Fishes - Vieux Port - Marseille
 In piedi su uno sgabello cerco di affacciarmi nella pentola, dove l’aglio suda, solitario, nell’olio d’oliva. Il fumetto di pesce, con le teste, le lische e qualche pescetto piccolo, è pronto, e, una volta filtrato, papà lavora gli scarti di pesce con il passaverdura, faticosamente, combattendo tra ruggine, spine ed artrite, per ottenere un purè che non mi è permesso assaggiare, pena un ceffone.

 L’aglio ed il porro stufano lentamente in pentola, ora è il momento del Mistral, su la fiamma, un bicchierino al soffritto ed uno al cuoco. Uno solo, giuro. Sfumato l’alcol vanno dentro una decina di pomodori privati della pelle e dei semi, la polpa di pesce ottenuta col fumetto e tutto il resto del pescato disponibile, tagliando a tranci i pesci più grandi. “Io, io, voglio metterlo io lo zafferano!” Due, quattro, sei mestolate di fumetto frizionano sul verde caldo del rame, e con l’attenzione di un orafo puntiglioso disciolgo i rossi stigmi di zafferano, un cucchiaio scarso, nel brodo. Ora si osserva, un po’ mi annoio, e guardo la serietà con cui mio padre attende il ritorno del bollore, con la mano sulla manopola del gas.

 Mia moglie e mio figlio ridono quando mi vedono, attento, di fronte alla bouillabaisse, con la mano sulla manopola del gas, come un pistolero a duello. Ho sempre fatto così, è quasi scaramanzia. Alla prima bolla, giù il fuoco, ed ho un quarto d’ora per pensare e valutare le variabili. I pesci reggeranno la cottura? Si sfalderanno? Poco male, tanto li volevo servire a parte, e se ci sarà qualche spina filtro tutto e sarà perfetto.

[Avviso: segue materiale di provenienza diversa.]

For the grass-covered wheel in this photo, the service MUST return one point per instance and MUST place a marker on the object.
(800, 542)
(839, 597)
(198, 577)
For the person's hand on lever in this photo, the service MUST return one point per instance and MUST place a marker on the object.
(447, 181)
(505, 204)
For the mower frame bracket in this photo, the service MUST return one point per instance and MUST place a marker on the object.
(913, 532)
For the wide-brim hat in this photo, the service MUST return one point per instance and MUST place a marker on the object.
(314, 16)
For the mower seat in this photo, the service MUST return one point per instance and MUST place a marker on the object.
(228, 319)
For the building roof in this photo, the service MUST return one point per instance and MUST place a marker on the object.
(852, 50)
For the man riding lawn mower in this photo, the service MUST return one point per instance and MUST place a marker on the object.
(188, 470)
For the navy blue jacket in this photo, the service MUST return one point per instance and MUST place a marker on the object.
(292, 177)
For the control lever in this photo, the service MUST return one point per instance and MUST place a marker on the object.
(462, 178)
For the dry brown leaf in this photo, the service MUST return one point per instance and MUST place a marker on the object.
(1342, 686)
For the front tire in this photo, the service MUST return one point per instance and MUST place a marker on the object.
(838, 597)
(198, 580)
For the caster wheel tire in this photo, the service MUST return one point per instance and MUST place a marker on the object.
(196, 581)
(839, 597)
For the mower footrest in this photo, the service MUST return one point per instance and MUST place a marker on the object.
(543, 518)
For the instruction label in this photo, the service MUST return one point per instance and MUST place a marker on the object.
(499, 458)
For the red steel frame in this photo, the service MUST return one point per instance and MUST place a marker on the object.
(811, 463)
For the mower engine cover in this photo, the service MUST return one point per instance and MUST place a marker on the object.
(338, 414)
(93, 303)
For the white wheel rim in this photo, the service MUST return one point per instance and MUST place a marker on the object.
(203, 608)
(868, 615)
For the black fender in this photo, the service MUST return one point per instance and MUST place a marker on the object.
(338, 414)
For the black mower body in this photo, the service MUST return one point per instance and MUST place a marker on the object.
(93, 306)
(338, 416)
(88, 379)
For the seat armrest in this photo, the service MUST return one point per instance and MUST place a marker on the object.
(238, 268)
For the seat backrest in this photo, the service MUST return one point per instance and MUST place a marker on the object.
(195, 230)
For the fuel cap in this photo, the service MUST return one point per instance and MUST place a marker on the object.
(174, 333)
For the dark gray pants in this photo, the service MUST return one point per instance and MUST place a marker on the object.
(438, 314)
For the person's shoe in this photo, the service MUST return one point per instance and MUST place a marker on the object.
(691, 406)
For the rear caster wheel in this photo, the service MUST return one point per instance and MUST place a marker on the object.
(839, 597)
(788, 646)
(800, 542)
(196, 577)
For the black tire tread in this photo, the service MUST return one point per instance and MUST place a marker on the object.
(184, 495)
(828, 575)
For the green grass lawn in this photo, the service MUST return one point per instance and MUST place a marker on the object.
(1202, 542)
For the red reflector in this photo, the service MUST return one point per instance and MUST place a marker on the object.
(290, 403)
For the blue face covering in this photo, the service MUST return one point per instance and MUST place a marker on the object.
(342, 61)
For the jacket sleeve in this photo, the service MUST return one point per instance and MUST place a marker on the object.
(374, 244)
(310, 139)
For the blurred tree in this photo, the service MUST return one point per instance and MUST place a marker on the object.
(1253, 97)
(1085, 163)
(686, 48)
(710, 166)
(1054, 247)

 Ho bisogno di questo quarto d’ora che mi regala la bouillabaisse. E’ il tempo di osservare la città dalla finestra, di pensare a mille anni fa, a trenta, ed a domani. Di pensare a tutti i sacrilegi che ho commesso nel prepararla, assolto con formula piena dal gusto (“Ci va il porro, non ci va?”) e dalla storia. Prima la bouillabaisse non si preparava per meno di otto o dieci persone, ma bastava una famiglia per raggiungere il numero minimo. Ora, da solo, ad una finestra da cui vedevo il mare, penso a cosa significa essere di qui ed amare questi piatti. Incrocio lo sguardo del mio vicino, lo invito, mi raggiunge e capisco che l’unico senso della cucina è la porta aperta.